«El estado del Papa es bueno, no tiene fiebre y su situación respiratoria mejora claramente». Con estas palabras, el director de la Oficina de Prensa de la Santa Sede, Matteo Bruni, ha respondido a las preguntas de los periodistas sobre la salud de Francisco, que padece una inflamación pulmonar.
El Pontífice tuvo que cancelar sus compromisos del sábado y presidir del rezo del ángelus desde de la Santa Marta debido a una afección pulmonar por la que se tuvo que someter a un TAC y por la que está recibiendo un tratamiento antibiótico por vía intravenosa.

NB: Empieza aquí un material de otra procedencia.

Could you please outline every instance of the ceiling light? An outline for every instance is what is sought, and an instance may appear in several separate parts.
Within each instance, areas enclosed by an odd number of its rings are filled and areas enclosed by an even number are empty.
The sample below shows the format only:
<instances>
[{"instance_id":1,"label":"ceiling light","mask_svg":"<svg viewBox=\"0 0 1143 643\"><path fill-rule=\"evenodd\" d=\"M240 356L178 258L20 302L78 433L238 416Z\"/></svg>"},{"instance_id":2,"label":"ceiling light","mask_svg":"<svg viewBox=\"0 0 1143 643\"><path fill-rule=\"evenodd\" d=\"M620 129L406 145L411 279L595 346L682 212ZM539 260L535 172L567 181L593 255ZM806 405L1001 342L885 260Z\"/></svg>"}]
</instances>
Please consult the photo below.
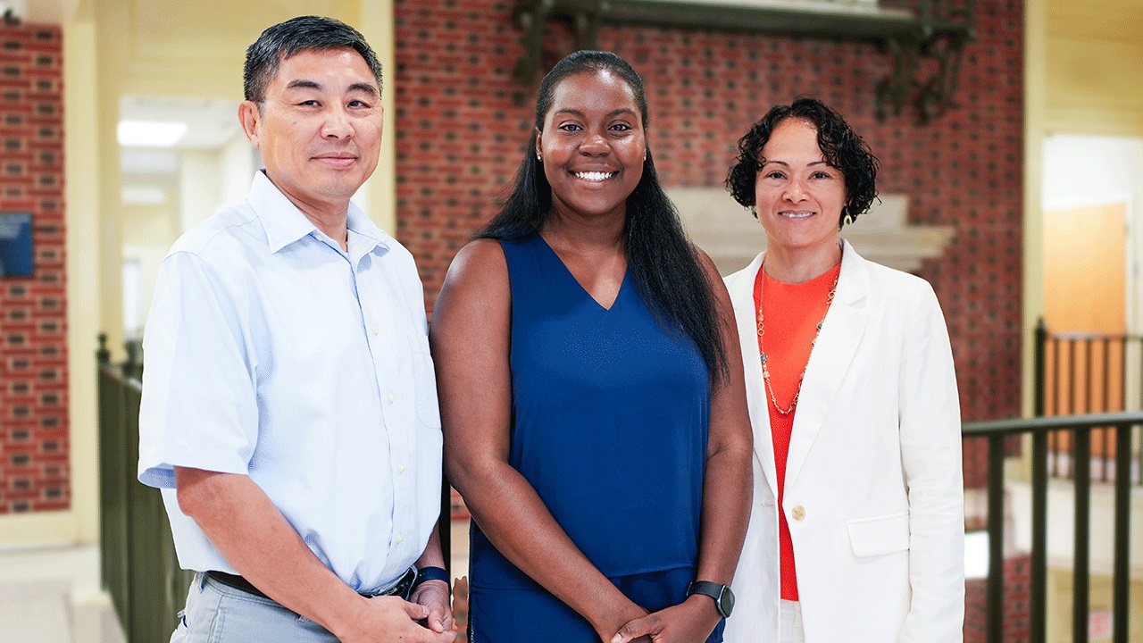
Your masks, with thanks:
<instances>
[{"instance_id":1,"label":"ceiling light","mask_svg":"<svg viewBox=\"0 0 1143 643\"><path fill-rule=\"evenodd\" d=\"M185 122L119 121L119 144L125 148L170 148L186 134Z\"/></svg>"},{"instance_id":2,"label":"ceiling light","mask_svg":"<svg viewBox=\"0 0 1143 643\"><path fill-rule=\"evenodd\" d=\"M123 186L120 200L129 205L162 205L167 203L167 192L159 188Z\"/></svg>"}]
</instances>

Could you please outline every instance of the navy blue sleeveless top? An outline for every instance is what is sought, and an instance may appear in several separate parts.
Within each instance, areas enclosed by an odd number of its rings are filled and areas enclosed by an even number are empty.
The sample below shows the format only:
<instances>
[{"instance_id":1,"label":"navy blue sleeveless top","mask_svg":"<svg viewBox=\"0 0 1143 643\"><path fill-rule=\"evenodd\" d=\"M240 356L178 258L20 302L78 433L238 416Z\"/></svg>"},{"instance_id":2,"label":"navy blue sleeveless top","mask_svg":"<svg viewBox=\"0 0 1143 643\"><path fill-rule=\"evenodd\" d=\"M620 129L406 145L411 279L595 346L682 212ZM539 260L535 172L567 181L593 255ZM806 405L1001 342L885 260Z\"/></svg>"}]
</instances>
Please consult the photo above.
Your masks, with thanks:
<instances>
[{"instance_id":1,"label":"navy blue sleeveless top","mask_svg":"<svg viewBox=\"0 0 1143 643\"><path fill-rule=\"evenodd\" d=\"M539 235L501 241L512 293L511 465L604 575L698 559L710 381L630 272L605 309ZM536 585L472 526L471 580Z\"/></svg>"}]
</instances>

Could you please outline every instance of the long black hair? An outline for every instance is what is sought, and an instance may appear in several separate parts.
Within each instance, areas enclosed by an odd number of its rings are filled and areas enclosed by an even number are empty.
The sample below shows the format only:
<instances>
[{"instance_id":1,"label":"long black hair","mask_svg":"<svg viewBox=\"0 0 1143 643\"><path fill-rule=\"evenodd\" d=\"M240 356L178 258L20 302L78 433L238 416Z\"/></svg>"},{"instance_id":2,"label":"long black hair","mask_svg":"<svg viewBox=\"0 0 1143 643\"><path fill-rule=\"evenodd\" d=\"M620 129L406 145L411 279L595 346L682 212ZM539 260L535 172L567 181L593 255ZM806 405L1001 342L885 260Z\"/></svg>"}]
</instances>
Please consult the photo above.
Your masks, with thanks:
<instances>
[{"instance_id":1,"label":"long black hair","mask_svg":"<svg viewBox=\"0 0 1143 643\"><path fill-rule=\"evenodd\" d=\"M544 118L552 108L555 86L560 81L575 74L601 71L615 73L631 87L646 132L647 95L642 78L626 61L610 51L576 51L565 57L539 82L536 127L517 172L515 185L499 214L477 232L475 238L518 240L535 235L544 223L551 212L552 188L541 161L536 159L536 134L543 132ZM628 270L639 294L664 326L682 331L697 344L711 380L724 381L729 371L714 293L695 248L682 230L674 204L658 184L649 149L644 160L642 177L628 197L623 233Z\"/></svg>"}]
</instances>

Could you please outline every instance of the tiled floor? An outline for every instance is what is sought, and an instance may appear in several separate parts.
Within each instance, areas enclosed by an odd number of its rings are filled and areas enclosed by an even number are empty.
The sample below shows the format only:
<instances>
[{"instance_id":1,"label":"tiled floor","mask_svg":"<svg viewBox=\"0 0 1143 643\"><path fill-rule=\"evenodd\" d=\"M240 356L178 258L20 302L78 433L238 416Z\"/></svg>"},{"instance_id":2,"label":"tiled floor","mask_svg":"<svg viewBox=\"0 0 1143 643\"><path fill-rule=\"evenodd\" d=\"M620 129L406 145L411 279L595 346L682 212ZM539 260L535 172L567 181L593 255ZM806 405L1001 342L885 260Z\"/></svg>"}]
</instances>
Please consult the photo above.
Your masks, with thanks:
<instances>
[{"instance_id":1,"label":"tiled floor","mask_svg":"<svg viewBox=\"0 0 1143 643\"><path fill-rule=\"evenodd\" d=\"M453 523L451 565L467 573L467 521ZM126 643L99 590L98 549L0 549L0 643Z\"/></svg>"},{"instance_id":2,"label":"tiled floor","mask_svg":"<svg viewBox=\"0 0 1143 643\"><path fill-rule=\"evenodd\" d=\"M123 643L98 550L0 550L0 643Z\"/></svg>"}]
</instances>

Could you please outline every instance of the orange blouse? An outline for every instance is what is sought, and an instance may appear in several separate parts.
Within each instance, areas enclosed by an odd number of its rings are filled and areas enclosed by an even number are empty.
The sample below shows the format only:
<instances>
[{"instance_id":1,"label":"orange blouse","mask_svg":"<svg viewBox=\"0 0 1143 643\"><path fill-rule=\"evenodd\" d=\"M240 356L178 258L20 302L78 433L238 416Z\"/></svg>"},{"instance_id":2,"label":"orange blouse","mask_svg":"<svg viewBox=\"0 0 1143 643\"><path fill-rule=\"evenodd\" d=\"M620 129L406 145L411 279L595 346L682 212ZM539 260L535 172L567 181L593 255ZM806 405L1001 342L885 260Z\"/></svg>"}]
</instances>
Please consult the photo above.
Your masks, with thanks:
<instances>
[{"instance_id":1,"label":"orange blouse","mask_svg":"<svg viewBox=\"0 0 1143 643\"><path fill-rule=\"evenodd\" d=\"M759 270L754 278L754 318L761 308L765 334L759 334L759 354L766 355L766 366L770 373L770 390L783 411L790 408L798 392L801 374L809 362L817 323L829 310L830 291L837 283L841 265L834 265L825 273L804 284L783 284ZM762 387L766 387L765 380ZM793 432L794 406L790 413L780 413L770 400L770 390L764 390L766 407L770 412L770 435L774 439L774 467L778 482L778 555L782 598L798 600L798 574L794 569L793 542L790 525L782 510L785 491L785 467L790 453L790 436Z\"/></svg>"}]
</instances>

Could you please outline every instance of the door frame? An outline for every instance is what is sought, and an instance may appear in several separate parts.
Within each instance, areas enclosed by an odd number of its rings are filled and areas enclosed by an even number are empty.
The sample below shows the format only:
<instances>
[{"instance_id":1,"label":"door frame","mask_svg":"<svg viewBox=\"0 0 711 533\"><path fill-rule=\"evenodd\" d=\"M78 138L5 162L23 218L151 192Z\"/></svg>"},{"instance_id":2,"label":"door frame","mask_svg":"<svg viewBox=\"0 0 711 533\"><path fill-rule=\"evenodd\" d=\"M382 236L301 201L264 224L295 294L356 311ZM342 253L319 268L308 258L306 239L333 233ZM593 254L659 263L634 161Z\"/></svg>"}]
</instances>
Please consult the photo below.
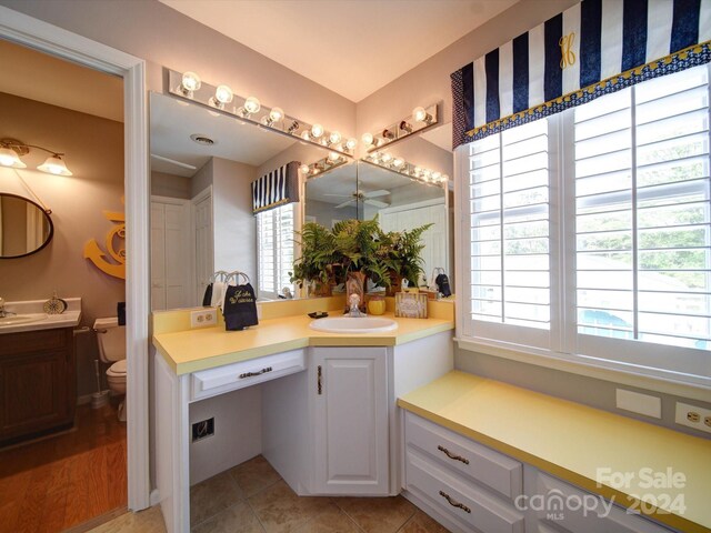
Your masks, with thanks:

Para facilitar su recuperación —se ha descartado la neumonía, pero sí ha sufrido dificultades respiratorias—, el Pontífice ha pospuesto algunos compromisos importantes para estos días. «Otros, de carácter institucional o más fáciles de sostener dadas las condiciones sanitarias actuales, se han mantenido», ha explicado Bruni.
Esta misma mañana, Francisco ha recibido en audiencia al presidente de Paraguay, Santiago Peña Palacios. El mandatario latinoamericano se ha reunido posteriormente con el cardenal Pietro Parolin, secretario de Estado, y Paul Richard Gallagher, secretario para las Relaciones con los Estados y las Organizaciones Internacionales.
En principio, no corre peligro el encuentro que los obispos españoles mantendrán este martes con él y con miembros del Dicasterio para el Clero sobre el estado de los seminarios en España tras la visita realizada el pasado año por dos obispos uruguayos.